In order to prove that I belong, I’ve been sacrificing and compromising a lot of myself - always trying to prove my value, my worth. I put in extra hours, so people knew I was dedicated. I said yes to every project, so people knew I was committed. I learned to walk, talk and dress like they did. I let others take credit for my ideas or my work, so they knew I was a team player. I learned to laugh off microaggressions or rely on humor to hide my discomfort. I learned to cry on my way home, so no one could see how I felt at work. I learned that I couldn’t be my whole self and professional at the same time. There wasn’t anyone else to tell me any different. I learned to internalize my oppression.

With each day and each action, I chipped away at my self. Instead of being rewarded with a secure place at the table, I was met with more demands, more responsibilities, and less support. In some cases, I was offered a seat at the table, only to be paralyzed by fear that I would lose it.

I didn’t have anyone else to share the burden of representation. Despite what it seems, not all BIPOC experiences are the same. A person of color in leadership may not experience the same things I have, or they may be experiencing their own unique set of challenges. This is why diversity is not enough. Diversity without inclusion means that you’re bringing more people of color in oppressive and unsafe environments. The work does not start or end with diversity. Representation and inclusion are not synonymous.

I didn’t see anyone who looked like me, thriving in the system I was a part of. I didn’t have anyone who truly understood - anyone to fight the oppression with me. So, I took it on myself. After all, I didn’t have much to lose - I’d given all I had and still didn’t belong.

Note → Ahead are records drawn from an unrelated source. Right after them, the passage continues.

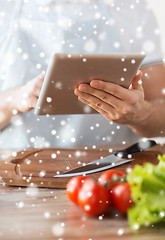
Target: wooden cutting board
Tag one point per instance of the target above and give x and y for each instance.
(36, 167)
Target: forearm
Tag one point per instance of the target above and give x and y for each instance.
(7, 109)
(153, 122)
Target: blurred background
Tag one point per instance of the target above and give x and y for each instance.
(158, 7)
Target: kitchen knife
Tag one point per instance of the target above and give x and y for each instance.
(109, 161)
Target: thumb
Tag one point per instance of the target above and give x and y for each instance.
(137, 82)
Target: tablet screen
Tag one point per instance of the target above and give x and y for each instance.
(65, 72)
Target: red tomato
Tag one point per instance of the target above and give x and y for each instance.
(73, 187)
(93, 198)
(108, 176)
(121, 197)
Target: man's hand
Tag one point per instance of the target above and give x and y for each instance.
(115, 103)
(19, 99)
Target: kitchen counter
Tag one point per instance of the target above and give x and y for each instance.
(44, 213)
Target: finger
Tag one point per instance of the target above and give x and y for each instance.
(105, 97)
(112, 88)
(96, 102)
(137, 83)
(99, 110)
(29, 104)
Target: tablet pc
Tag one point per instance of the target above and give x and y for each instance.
(65, 72)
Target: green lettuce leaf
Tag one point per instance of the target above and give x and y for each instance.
(147, 184)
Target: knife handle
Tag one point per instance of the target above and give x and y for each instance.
(137, 147)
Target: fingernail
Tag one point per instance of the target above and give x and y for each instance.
(82, 88)
(78, 92)
(94, 84)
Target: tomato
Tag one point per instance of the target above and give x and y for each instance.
(121, 197)
(110, 175)
(73, 187)
(93, 198)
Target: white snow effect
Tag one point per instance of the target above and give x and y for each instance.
(53, 155)
(148, 46)
(49, 99)
(90, 46)
(58, 230)
(42, 173)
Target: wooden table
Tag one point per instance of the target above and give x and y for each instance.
(42, 213)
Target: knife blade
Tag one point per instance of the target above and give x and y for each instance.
(110, 161)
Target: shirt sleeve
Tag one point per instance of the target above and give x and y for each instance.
(137, 28)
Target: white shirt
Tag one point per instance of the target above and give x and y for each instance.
(30, 31)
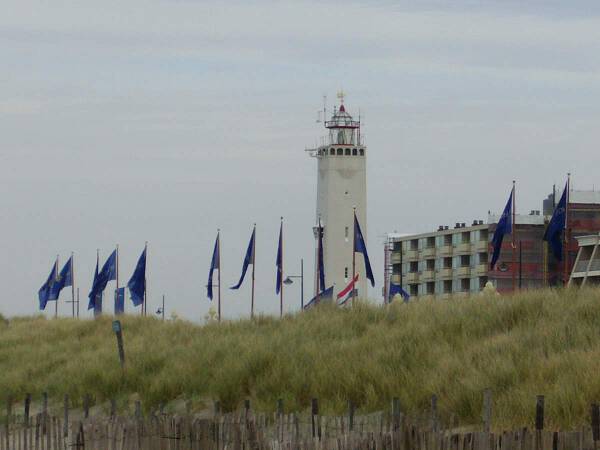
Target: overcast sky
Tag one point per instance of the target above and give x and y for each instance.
(162, 121)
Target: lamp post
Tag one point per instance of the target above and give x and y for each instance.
(290, 279)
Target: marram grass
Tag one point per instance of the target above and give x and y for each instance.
(537, 342)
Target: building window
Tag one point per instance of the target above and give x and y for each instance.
(414, 290)
(465, 285)
(430, 287)
(447, 286)
(482, 282)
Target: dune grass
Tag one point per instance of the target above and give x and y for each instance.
(539, 342)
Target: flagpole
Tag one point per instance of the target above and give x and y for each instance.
(73, 282)
(55, 278)
(353, 255)
(319, 231)
(219, 275)
(145, 302)
(281, 275)
(566, 232)
(96, 299)
(253, 267)
(514, 240)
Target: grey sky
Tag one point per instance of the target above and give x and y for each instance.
(163, 121)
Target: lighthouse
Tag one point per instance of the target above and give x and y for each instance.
(341, 189)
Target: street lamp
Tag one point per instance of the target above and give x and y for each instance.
(290, 279)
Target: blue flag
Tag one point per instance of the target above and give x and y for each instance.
(396, 289)
(101, 279)
(503, 228)
(320, 258)
(215, 264)
(326, 294)
(65, 278)
(557, 225)
(46, 292)
(361, 247)
(137, 282)
(119, 301)
(248, 259)
(279, 261)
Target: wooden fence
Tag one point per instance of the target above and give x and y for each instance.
(247, 429)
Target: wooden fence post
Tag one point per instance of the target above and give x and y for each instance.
(8, 418)
(434, 417)
(86, 406)
(280, 418)
(396, 413)
(595, 413)
(487, 410)
(66, 417)
(314, 412)
(539, 421)
(26, 420)
(539, 413)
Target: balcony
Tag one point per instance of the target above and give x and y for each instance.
(411, 277)
(428, 251)
(463, 271)
(481, 246)
(481, 270)
(446, 250)
(445, 273)
(411, 254)
(463, 248)
(427, 275)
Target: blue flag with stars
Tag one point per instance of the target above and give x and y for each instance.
(361, 247)
(248, 259)
(46, 292)
(503, 228)
(557, 225)
(215, 264)
(137, 282)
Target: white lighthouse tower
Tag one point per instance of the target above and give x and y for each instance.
(341, 187)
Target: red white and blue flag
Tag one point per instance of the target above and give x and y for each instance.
(347, 291)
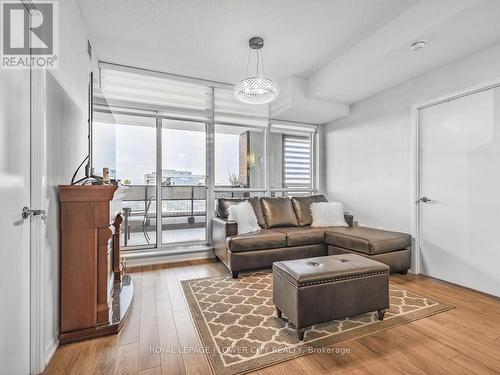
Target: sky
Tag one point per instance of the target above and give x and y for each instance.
(131, 151)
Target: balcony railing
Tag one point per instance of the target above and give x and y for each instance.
(183, 208)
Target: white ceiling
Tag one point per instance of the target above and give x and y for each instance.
(209, 38)
(348, 49)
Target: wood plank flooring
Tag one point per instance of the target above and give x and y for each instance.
(465, 340)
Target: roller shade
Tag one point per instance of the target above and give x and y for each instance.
(297, 161)
(133, 89)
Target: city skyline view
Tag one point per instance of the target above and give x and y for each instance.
(129, 150)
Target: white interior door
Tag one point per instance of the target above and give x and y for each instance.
(460, 191)
(14, 230)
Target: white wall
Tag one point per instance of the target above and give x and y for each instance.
(369, 155)
(66, 122)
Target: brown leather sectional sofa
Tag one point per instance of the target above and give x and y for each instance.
(287, 234)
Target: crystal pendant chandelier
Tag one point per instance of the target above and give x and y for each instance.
(256, 89)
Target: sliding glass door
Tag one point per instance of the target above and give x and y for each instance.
(183, 181)
(126, 145)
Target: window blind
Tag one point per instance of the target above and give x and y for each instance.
(297, 161)
(133, 89)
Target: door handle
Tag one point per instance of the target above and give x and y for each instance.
(26, 212)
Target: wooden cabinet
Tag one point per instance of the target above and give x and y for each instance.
(94, 297)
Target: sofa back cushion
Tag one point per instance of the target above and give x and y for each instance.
(302, 207)
(279, 212)
(224, 203)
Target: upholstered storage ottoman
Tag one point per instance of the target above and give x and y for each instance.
(316, 290)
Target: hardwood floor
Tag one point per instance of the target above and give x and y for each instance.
(465, 340)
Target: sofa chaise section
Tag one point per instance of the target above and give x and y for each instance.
(287, 234)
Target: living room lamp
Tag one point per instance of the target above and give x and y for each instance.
(256, 89)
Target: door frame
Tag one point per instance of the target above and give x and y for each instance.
(39, 354)
(417, 157)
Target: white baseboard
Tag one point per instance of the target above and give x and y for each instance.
(151, 259)
(51, 348)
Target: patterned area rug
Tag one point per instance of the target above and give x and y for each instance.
(237, 322)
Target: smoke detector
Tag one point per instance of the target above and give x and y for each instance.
(418, 45)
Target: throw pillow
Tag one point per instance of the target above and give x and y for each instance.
(328, 214)
(244, 215)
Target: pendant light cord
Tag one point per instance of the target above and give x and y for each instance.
(263, 70)
(248, 62)
(257, 63)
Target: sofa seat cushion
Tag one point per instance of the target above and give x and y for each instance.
(264, 239)
(299, 236)
(279, 212)
(302, 207)
(223, 205)
(366, 240)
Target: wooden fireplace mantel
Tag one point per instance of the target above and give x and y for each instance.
(92, 288)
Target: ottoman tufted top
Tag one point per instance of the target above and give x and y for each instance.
(311, 271)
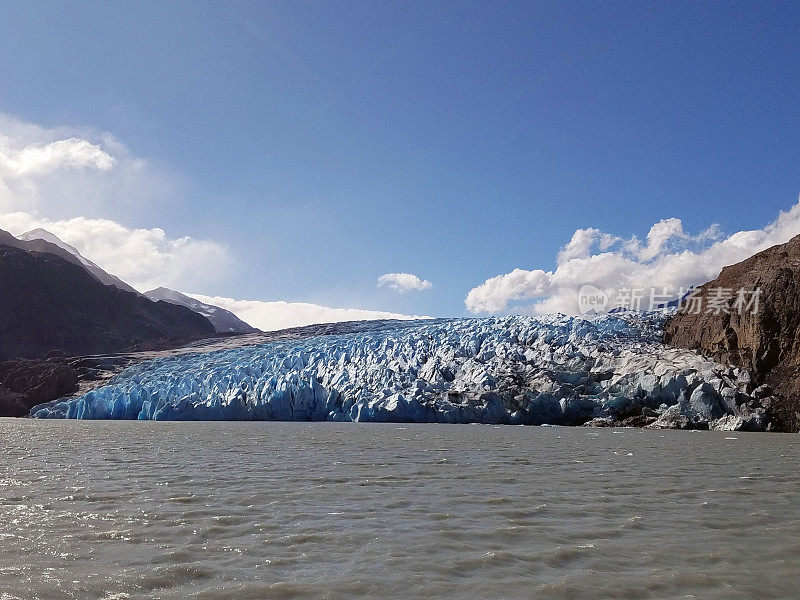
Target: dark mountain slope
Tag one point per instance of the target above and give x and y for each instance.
(36, 235)
(48, 302)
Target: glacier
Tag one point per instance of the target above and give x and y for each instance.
(556, 369)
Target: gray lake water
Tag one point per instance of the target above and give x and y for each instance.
(327, 510)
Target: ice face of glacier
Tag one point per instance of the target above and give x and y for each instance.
(516, 370)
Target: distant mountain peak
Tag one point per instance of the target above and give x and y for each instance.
(101, 275)
(224, 321)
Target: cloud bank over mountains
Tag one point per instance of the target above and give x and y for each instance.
(272, 316)
(69, 181)
(404, 282)
(80, 175)
(668, 258)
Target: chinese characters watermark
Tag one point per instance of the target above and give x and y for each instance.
(713, 300)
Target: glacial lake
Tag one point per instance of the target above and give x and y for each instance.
(121, 509)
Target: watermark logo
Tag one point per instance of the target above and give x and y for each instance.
(592, 300)
(713, 300)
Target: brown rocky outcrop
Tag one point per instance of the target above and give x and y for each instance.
(765, 341)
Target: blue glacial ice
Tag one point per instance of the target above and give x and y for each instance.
(517, 370)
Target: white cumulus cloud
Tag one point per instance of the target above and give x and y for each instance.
(670, 258)
(272, 316)
(404, 282)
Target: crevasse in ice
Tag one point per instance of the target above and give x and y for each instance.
(519, 370)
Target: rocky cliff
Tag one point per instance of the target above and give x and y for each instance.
(765, 341)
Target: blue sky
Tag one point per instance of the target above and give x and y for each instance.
(325, 144)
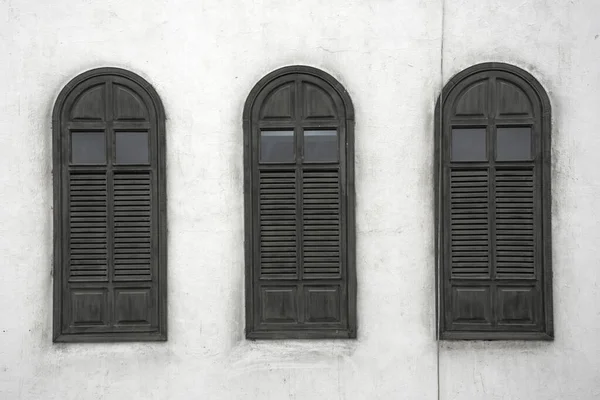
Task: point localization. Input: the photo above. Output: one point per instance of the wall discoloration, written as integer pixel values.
(203, 59)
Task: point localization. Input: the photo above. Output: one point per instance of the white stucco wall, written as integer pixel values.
(203, 57)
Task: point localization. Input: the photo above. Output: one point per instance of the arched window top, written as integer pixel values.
(470, 93)
(85, 98)
(273, 97)
(109, 209)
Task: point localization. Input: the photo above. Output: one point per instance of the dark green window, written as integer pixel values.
(299, 206)
(493, 206)
(109, 209)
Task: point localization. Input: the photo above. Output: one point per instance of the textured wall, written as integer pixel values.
(559, 43)
(203, 58)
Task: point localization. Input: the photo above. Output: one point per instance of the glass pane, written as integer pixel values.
(88, 148)
(131, 147)
(320, 145)
(277, 146)
(468, 144)
(513, 143)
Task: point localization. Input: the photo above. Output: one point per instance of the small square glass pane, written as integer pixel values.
(321, 145)
(513, 144)
(88, 148)
(131, 148)
(277, 146)
(468, 144)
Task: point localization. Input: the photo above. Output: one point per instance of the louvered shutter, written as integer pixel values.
(110, 278)
(494, 276)
(321, 217)
(299, 286)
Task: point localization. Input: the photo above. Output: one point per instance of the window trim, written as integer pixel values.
(440, 121)
(249, 202)
(59, 217)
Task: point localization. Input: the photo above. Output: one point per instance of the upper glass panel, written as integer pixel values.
(468, 144)
(321, 145)
(132, 148)
(513, 143)
(88, 148)
(277, 146)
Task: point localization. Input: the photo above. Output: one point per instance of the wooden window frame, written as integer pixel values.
(60, 218)
(251, 125)
(543, 262)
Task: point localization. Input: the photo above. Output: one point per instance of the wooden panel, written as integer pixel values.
(516, 304)
(88, 259)
(132, 226)
(279, 104)
(90, 105)
(89, 307)
(471, 305)
(515, 223)
(321, 224)
(133, 306)
(317, 102)
(469, 223)
(511, 100)
(322, 303)
(473, 101)
(279, 304)
(128, 105)
(278, 226)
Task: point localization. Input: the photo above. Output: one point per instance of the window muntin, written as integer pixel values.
(109, 188)
(299, 204)
(493, 212)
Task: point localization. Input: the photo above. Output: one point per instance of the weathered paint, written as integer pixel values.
(203, 58)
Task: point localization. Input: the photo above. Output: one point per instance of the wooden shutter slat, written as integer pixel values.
(132, 227)
(277, 219)
(515, 223)
(88, 254)
(321, 224)
(469, 223)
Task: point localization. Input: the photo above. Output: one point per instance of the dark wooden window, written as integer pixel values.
(493, 206)
(299, 206)
(109, 209)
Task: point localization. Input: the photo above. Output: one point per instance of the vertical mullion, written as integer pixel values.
(491, 153)
(109, 101)
(299, 135)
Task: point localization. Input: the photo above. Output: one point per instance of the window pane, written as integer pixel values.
(320, 145)
(88, 148)
(277, 146)
(131, 147)
(468, 144)
(513, 143)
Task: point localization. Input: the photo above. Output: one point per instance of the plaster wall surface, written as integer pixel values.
(203, 58)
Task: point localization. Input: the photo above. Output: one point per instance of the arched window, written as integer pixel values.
(109, 209)
(299, 207)
(493, 206)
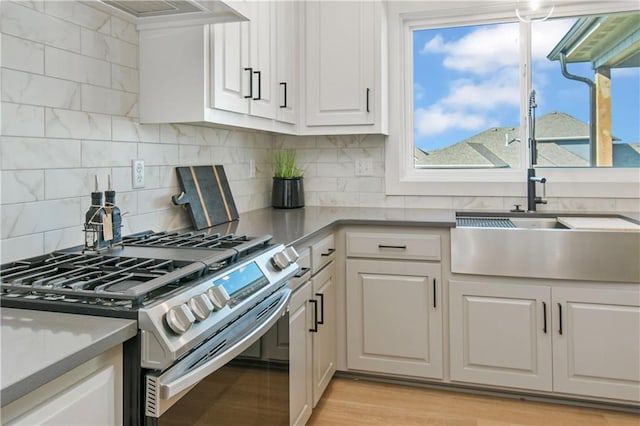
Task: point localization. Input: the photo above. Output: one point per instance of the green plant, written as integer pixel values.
(284, 164)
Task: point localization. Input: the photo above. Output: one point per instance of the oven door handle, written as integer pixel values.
(189, 378)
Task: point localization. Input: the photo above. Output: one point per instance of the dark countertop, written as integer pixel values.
(39, 346)
(292, 226)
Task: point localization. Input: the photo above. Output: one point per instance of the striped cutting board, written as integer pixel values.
(206, 194)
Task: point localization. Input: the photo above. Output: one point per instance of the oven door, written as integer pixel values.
(224, 381)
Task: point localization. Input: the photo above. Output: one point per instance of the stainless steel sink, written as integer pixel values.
(538, 246)
(527, 222)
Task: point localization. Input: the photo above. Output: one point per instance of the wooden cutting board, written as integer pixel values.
(206, 193)
(599, 223)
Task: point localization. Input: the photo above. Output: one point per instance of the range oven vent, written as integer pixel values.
(152, 14)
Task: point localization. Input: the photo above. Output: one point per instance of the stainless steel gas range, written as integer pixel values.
(202, 300)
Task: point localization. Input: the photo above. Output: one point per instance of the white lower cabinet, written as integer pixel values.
(324, 334)
(394, 317)
(90, 394)
(300, 357)
(570, 340)
(596, 343)
(498, 334)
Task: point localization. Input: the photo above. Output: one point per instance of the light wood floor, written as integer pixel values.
(352, 402)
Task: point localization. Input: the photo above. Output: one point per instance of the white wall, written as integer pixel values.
(69, 112)
(330, 180)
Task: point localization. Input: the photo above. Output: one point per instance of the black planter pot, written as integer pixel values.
(288, 193)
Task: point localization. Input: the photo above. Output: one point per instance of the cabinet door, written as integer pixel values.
(300, 357)
(394, 317)
(231, 76)
(324, 340)
(286, 60)
(596, 342)
(500, 335)
(340, 39)
(262, 53)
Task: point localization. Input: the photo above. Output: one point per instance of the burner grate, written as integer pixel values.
(96, 278)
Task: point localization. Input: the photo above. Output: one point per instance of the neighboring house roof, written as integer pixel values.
(561, 141)
(610, 40)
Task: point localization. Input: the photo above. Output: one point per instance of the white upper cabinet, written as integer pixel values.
(295, 67)
(287, 59)
(231, 72)
(343, 67)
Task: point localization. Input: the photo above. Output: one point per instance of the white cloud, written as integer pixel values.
(501, 90)
(435, 120)
(484, 50)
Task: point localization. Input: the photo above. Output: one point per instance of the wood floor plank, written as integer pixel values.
(348, 402)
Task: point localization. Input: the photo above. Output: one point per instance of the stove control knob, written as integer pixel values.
(281, 260)
(179, 318)
(292, 253)
(200, 306)
(218, 296)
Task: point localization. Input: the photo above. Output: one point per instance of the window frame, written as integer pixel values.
(401, 178)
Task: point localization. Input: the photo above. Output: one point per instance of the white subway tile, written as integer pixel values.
(23, 22)
(36, 153)
(21, 247)
(62, 123)
(21, 54)
(66, 183)
(107, 101)
(80, 14)
(178, 134)
(158, 154)
(192, 155)
(156, 199)
(22, 186)
(109, 48)
(75, 67)
(22, 120)
(125, 79)
(127, 129)
(323, 184)
(108, 154)
(25, 88)
(63, 238)
(40, 216)
(124, 30)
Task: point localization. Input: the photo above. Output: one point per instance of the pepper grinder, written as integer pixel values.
(116, 216)
(94, 219)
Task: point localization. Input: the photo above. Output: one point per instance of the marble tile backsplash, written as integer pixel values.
(69, 81)
(70, 88)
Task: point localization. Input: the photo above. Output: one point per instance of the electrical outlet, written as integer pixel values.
(137, 173)
(364, 167)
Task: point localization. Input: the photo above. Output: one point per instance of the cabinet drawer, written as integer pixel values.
(393, 246)
(322, 253)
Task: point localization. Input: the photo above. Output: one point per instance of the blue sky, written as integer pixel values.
(466, 81)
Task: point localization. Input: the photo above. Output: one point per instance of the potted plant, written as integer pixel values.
(288, 189)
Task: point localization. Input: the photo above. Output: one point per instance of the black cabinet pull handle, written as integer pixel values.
(368, 91)
(560, 318)
(250, 95)
(259, 85)
(391, 246)
(314, 329)
(321, 296)
(328, 253)
(435, 305)
(284, 105)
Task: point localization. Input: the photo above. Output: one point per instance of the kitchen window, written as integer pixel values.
(460, 91)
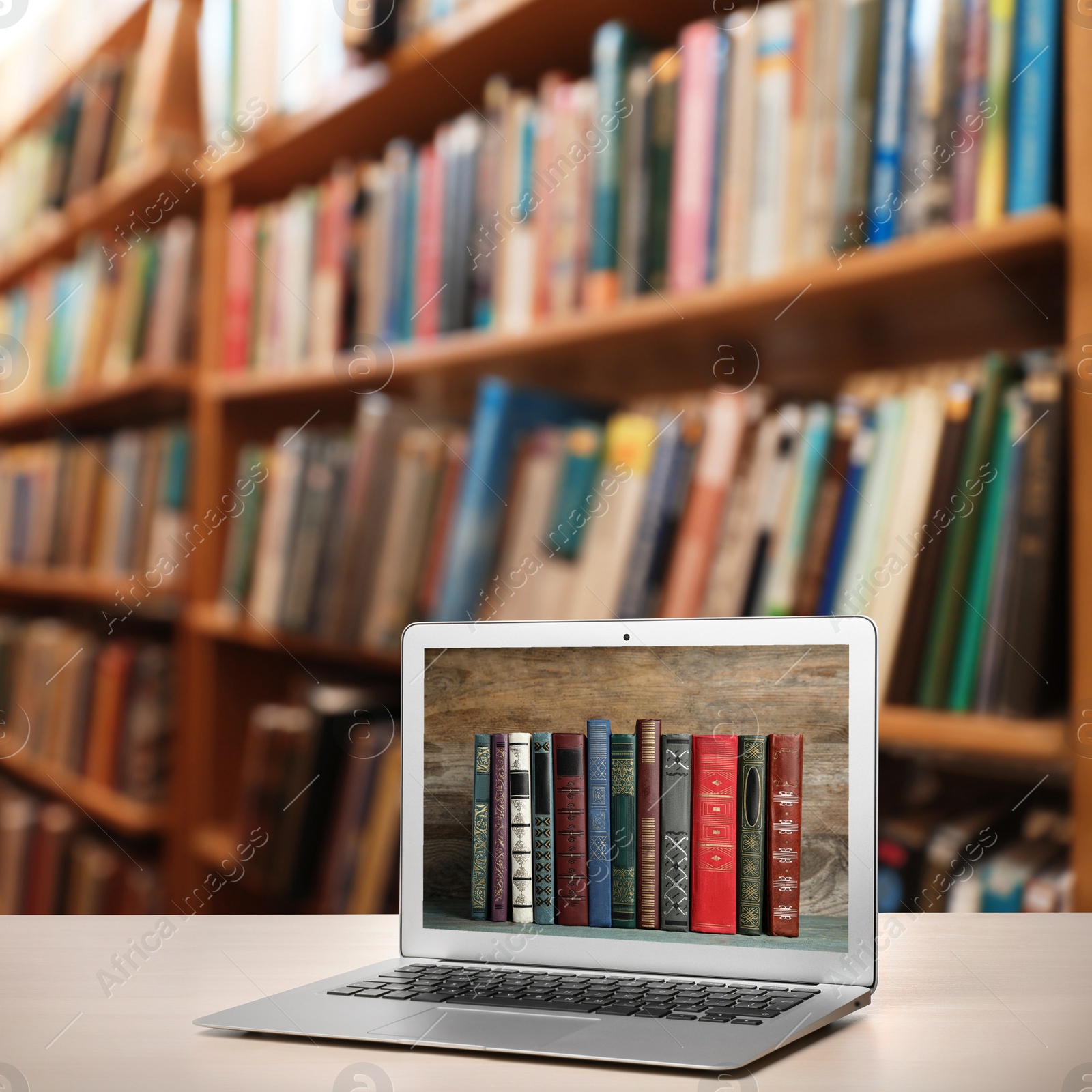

I tried to advocate for myself and others. I called out biased behavior. I shared my experiences. I asked for respect. I tried to be patient - only to be ignored or dismissed. In all that trying, I was burning out. My work product wasn’t affected, so I don’t think anyone noticed or cared.

The more problems I brought to light, the more I felt like I was the problem. In fighting to be seen and heard, I was seen as “difficult to work with.” In all my years, the only thing I’ve dismantled is the desire to sit at a table that doesn’t want me. I’m exhausted. I’m burnt out. But, I’m still trying, I still go to bat - not just for me, but for every person that comes after me.

None of this is a criticism of my employer or the people I work with. I think I would have a similar experience in any white-dominated field. My representation burnout is the result of my interactions in a white dominant system, not the individual parts. We don’t live in a post-racial society, and don’t have anything to compare it to. There’s no perfect example of an inclusive and equitable system to model after - that doesn’t mean we get to stop trying.

I still love my work - I still love to work. The experiences I mentioned get in the way of the work I love so much. I wish I had an answer or solution to representation burnout (if you have one, let a girl know). I just have a coping mechanism and a constant fear that I’ll have to give up my work because I don’t fit in the space that wasn’t built with me (or people like me) in mind.